Instacart has sued Seattle over the city’s new law that requires food delivery app companies to provide drivers with at least $2.50 “premium pay” per order during the coronavirus crisis.

The emergency law, passed by the City Council on June 15 and signed by Mayor Jenny Durkan on June 26, applies to grocery app companies like Instacart and to meal app companies such as DoorDash and Postmates.

Councilmembers Lisa Herbold and Andrew Lewis worked with the labor-backed advocacy organization Working Washington to advance the law. Like supermarket checkers and postal carriers, food delivery drivers are providing an essential service during the pandemic and are risking exposure to the virus while making as little as $3 per trip, Herbold and Lewis said.

The council members said their law would provide drivers with hazard pay while compensating them for costs related to personal protective equipment and vehicle cleaning.
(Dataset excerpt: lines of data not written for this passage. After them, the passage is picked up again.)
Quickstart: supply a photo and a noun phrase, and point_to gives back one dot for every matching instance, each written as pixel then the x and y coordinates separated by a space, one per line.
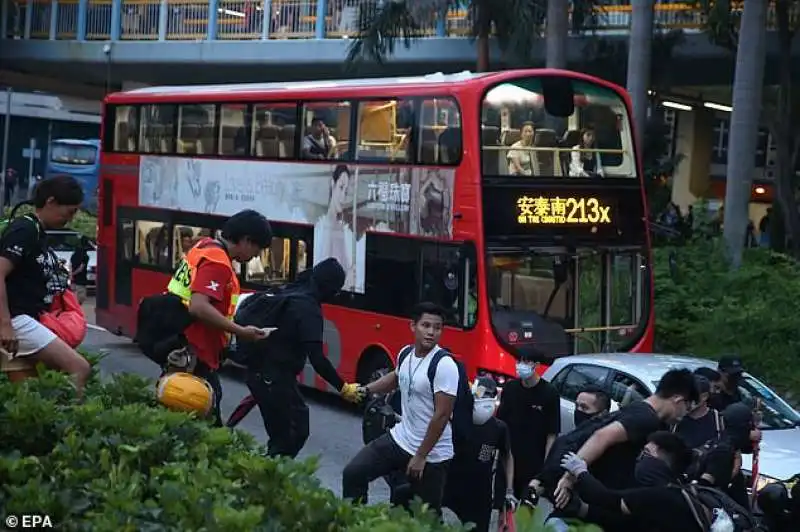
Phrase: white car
pixel 64 242
pixel 637 375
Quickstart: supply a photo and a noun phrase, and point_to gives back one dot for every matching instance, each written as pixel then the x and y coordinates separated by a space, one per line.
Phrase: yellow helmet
pixel 185 392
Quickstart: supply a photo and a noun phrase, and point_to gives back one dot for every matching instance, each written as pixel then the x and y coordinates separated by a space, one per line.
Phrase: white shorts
pixel 32 337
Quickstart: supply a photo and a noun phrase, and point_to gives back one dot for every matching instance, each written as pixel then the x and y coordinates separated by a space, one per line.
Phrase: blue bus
pixel 81 160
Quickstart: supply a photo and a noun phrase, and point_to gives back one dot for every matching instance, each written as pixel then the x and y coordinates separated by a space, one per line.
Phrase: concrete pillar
pixel 693 143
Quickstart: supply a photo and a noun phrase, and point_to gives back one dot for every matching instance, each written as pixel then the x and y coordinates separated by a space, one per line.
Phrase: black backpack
pixel 461 421
pixel 704 500
pixel 263 309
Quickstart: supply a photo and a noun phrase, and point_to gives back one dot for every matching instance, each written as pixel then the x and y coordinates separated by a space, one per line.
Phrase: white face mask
pixel 483 410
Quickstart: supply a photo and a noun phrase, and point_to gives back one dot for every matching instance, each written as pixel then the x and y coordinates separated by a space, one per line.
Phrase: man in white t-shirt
pixel 421 444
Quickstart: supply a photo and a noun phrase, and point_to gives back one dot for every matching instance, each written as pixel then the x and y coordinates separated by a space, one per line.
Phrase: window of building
pixel 196 129
pixel 439 132
pixel 233 130
pixel 157 134
pixel 385 130
pixel 126 128
pixel 326 131
pixel 273 133
pixel 153 244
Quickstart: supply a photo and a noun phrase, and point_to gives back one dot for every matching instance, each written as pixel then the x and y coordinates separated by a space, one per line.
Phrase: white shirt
pixel 417 402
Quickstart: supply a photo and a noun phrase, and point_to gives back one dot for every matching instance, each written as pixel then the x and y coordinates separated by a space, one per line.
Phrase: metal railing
pixel 190 20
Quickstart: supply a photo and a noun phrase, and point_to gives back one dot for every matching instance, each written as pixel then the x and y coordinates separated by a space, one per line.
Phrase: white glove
pixel 574 464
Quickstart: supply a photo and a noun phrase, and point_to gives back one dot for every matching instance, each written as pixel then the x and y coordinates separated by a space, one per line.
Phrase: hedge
pixel 119 462
pixel 706 309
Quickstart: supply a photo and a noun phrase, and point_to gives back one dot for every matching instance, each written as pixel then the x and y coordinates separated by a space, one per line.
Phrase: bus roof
pixel 394 87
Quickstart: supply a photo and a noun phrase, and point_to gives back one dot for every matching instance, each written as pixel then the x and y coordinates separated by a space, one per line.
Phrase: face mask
pixel 483 410
pixel 524 371
pixel 581 417
pixel 652 471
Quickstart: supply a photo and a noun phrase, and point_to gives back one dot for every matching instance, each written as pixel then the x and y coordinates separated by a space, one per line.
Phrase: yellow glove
pixel 352 392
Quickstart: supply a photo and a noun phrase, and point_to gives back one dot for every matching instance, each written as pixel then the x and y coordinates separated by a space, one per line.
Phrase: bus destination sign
pixel 556 210
pixel 549 212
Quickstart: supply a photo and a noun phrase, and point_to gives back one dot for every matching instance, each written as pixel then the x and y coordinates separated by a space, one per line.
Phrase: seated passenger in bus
pixel 318 142
pixel 585 163
pixel 522 161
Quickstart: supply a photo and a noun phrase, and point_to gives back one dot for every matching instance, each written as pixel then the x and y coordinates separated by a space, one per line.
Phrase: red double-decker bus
pixel 513 199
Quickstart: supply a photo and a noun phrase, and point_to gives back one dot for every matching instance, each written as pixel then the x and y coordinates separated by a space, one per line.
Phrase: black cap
pixel 702 383
pixel 730 364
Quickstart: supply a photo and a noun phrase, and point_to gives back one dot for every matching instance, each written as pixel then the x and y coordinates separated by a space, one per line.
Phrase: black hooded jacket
pixel 301 324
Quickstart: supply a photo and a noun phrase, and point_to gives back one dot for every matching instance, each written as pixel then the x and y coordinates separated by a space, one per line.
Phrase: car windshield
pixel 775 412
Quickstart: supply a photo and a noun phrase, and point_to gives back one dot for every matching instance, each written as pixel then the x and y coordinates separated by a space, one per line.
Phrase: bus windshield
pixel 69 153
pixel 556 127
pixel 554 302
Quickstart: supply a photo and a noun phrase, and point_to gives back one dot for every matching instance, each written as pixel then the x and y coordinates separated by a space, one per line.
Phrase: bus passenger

Delivery app drivers are independent contractors not covered by labor protections that apply to regular employees.

Before the pandemic began, Working Washington was lobbying City Hall to mandate minimum pay for food delivery app drivers, and Durkan was working on legislation to mandate minimum pay for Uber and Lyft drivers.

The lawsuit filed June 26 by Instacart and the Washington Food Industry Association says Seattle’s premium-pay requirement violates an initiative approved by Washington voters in 2018. Initiative 1634 prohibits local governments from imposing taxes or charges on groceries, including the transfer and transportation of groceries. The initiative was championed by industry players in response to Seattle passing a tax on soda pop in 2017.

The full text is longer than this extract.